Authors: Tilda Shalof

The Making of a Nurse (41 page)

“No.”

“Nothing? Not even gas?”

“No, not a thing.”

For years, we had talked of poetry and prose, roses, wine, and lace. Never did I dream that one day we’d be talking about shit. “Daphne, it could
be …” an obstruction due to a tumour
. “Perhaps you should see your doctor.”

“Do you think so, Tilda?”

“Shall I drive you?” I answered, changing back into my clothes. Daphne was a reluctant driver, even at the best of times. That afternoon the doctor sent her for a
CT
scan. It showed her abdomen was full of tumours. He told her he could not offer more surgery, only another dose of gruelling chemotherapy. He admitted her and a nurse came to start an
IV
.

“Please put it here.” Daphne made a graceful arabesque with her right arm to proffer it to the nurse while keeping her left one close to her body, hidden under the covers. Of course. It was her writing hand. “I have a belief that my pages will see me through,”
she said to me. “No matter what happens, somehow I will find the strength to write myself through it.” She continued to set daily goals: her morning pages, first thing, and then three laps around the nurses’ station, and meditation for one hour.
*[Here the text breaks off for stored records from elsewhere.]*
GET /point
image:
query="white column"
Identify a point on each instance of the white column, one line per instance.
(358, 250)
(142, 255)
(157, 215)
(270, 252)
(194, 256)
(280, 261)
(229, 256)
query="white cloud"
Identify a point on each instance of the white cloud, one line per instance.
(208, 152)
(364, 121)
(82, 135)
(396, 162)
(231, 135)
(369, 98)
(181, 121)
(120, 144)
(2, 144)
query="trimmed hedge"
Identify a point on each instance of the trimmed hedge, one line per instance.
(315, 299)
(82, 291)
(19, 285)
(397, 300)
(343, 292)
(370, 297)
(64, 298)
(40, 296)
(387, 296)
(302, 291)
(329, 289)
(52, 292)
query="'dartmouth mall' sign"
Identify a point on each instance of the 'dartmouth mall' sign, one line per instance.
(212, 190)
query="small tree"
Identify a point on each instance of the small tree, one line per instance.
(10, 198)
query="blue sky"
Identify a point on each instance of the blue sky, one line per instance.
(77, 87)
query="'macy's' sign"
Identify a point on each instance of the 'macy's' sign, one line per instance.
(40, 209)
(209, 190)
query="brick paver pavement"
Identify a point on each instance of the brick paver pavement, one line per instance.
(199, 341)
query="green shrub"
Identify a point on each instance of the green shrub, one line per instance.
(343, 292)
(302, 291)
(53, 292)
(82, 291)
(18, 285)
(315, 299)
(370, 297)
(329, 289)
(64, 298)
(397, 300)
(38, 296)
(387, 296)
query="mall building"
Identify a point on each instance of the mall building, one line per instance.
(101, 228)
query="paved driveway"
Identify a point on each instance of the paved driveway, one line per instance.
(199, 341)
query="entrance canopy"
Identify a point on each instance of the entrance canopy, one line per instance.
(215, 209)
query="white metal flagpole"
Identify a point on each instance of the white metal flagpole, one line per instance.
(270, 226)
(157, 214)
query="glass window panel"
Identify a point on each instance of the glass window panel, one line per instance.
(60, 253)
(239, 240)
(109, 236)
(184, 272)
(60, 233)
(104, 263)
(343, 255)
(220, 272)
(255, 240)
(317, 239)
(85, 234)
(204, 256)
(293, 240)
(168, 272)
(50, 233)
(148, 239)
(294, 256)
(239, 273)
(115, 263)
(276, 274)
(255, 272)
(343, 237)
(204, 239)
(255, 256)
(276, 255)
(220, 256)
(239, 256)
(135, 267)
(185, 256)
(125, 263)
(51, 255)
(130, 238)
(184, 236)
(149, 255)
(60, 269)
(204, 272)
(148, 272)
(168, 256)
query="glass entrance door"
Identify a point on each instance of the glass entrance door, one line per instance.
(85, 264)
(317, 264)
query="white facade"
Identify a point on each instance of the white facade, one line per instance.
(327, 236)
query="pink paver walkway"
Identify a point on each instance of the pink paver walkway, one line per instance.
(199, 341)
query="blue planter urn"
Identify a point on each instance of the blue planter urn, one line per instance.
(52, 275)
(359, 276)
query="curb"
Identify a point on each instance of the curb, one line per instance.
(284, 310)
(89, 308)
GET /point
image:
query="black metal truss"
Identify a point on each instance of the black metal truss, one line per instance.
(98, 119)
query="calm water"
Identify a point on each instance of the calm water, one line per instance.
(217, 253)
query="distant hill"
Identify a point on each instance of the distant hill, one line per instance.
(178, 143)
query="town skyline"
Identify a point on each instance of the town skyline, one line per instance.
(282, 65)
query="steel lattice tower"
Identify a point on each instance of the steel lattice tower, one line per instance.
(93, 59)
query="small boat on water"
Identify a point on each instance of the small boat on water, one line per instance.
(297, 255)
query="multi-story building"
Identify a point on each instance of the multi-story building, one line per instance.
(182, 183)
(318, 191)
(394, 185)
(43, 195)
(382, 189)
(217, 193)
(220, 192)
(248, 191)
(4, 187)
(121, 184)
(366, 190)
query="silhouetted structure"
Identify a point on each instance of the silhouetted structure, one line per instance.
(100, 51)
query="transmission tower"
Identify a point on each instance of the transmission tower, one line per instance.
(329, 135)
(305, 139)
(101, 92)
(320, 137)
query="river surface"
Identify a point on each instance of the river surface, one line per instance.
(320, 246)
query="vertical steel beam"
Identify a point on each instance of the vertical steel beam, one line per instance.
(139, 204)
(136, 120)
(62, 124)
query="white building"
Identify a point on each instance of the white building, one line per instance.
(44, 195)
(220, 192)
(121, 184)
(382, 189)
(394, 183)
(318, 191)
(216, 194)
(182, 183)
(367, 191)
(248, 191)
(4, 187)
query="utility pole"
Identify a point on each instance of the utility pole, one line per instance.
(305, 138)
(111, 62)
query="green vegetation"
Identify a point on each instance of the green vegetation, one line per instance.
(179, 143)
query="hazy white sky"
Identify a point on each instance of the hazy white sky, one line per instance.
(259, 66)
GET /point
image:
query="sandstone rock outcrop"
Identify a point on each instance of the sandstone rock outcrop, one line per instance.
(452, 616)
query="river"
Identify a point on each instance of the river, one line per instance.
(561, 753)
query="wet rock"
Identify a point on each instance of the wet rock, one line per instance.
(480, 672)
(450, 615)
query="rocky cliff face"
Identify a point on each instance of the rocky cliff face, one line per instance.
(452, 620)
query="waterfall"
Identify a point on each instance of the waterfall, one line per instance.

“You always were so disciplined,” I said, noting immediately her displeasure at my verb tense and nostalgic tone. “I mean, you
are
so disciplined.”

“I try to keep the dire thoughts at bay,” she said to me once again.

“How do you do that?” I asked her, needing her to explain the seemingly simple precepts once more.

“I take in the positive energy everyone sends my way and flood my body and my mind with it. I pray a lot. Tilda, would you pray with me?”

Okay, I said, and did my best. Of course praying helps, I thought. At least it helps while she’s still alive, but why was I such a skeptic? Why didn’t I hold out for miracles? “What did the doctor say?” I asked, bringing the prayer session to an end.

“He said ninety-nine per cent of patients die after a second relapse such as this.”

I pulled my chair closer even though it was already touching her bed. “He’s given you a very big assignment.” We sat and thought about the work ahead of her. I wondered if she would still be the star pupil, the exceptional one, the valedictorian standing first in her cancer class?

“What do you think, Tilda? Do you think I can beat this thing? Do you think I’ll make it?” She closed her eyes to take a deep breath, then opened them to receive my response.

I had never been asked a harder question. I couldn’t look her in the eye because if I did she would see that I thought she was going to die. Still, that question hung in the air between us. I wanted to give the best, kindest response, but also the truest. I looked at her expectant face. How cruel it would be to say anything that might dash her hopes.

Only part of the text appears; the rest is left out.